Oops, mental health does appear in the report in one spot where the FBI is highlighting the location where one shooting occurred.  The real crime here is how the FBI has deliberately excluded any information that is common in so many of the shooters’ backgrounds –  psychiatric drug use.  There is a long history of psychiatric products and services rearing its ugly head from Columbine, Colorado to Sandy Hook, Connecticut, to Parkland, Florida and most recently Lewiston, Maine. Rather, the FBI believes a 29-page report discussing the location of the shootings, how many have been killed and wounded and which months had the highest number of shootings is helpful to the public.

One might find that The Investigative Assistance for Violent Crimes Act  would focus on the shooters’ mental health background. For example, information about Adam Lanza’s treating psychiatrist and whether Lanza was on psychiatric medications at the time of the shooting might be interesting. To date, twelve years after the shooting, Lanza’s mental health records still have not been made public. There is no doubt that the FBI could get them and make them part of one of these nifty reports.

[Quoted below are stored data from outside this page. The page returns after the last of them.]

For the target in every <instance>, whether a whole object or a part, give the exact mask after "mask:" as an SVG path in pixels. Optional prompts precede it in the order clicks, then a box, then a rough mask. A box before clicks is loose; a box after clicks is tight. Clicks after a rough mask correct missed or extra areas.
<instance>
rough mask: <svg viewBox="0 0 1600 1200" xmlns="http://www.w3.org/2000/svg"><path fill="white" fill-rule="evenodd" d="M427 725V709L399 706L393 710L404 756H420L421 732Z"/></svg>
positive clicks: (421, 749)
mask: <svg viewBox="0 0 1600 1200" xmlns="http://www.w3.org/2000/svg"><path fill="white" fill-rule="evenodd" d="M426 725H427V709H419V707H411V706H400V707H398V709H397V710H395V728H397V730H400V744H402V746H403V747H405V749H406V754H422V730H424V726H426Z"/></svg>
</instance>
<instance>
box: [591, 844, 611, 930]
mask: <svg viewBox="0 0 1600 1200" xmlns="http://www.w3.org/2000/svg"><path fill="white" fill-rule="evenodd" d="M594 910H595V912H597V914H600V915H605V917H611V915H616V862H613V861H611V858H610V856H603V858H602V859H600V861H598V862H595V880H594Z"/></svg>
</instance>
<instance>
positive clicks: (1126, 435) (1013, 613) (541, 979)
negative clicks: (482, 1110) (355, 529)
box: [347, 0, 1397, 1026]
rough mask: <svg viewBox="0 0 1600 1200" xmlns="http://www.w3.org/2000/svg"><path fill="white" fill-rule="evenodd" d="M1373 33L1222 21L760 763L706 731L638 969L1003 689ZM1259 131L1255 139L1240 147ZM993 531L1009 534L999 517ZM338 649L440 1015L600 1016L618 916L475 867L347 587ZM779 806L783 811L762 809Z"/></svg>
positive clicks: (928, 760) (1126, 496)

At least the public would be getting useful information.

Or how about the FBI provide some detailed information about Lewiston, Maine shooter, Robert Card. Card spent two weeks in a psych ward at Four Winds Psychiatric Hospital, was medicated and released. What were the medications Card had been prescribed that may have contributed to his state of mind at the time of the shooting, especially if he had stopped the medications?

It’s shocking that the FBI, under the guise of the United State Justice Department, released such a useless report that continues to exclude data that may help the public understand what is going on with the shooters prior to the attacks.  Where is the Behavioral Health Unit within the FBI?  Clearly this unit couldn’t object to the missing information relating to the psychiatric treatment and psychiatric medications these killers are prescribed.  Or is it more sinister?  Could it be the Behavioral Health Unit is too cozy with the behavioral health community, including the pharmaceutical industry?

Given the FBI’s continued deliberate withholding of mental health data in its shooter reports one is left with wondering if the FBI is incompetent, corrupt or a combination of both. Or, maybe, the shooter reports really aren’t intended to assist the public. If that is the case, the FBI has succeeded.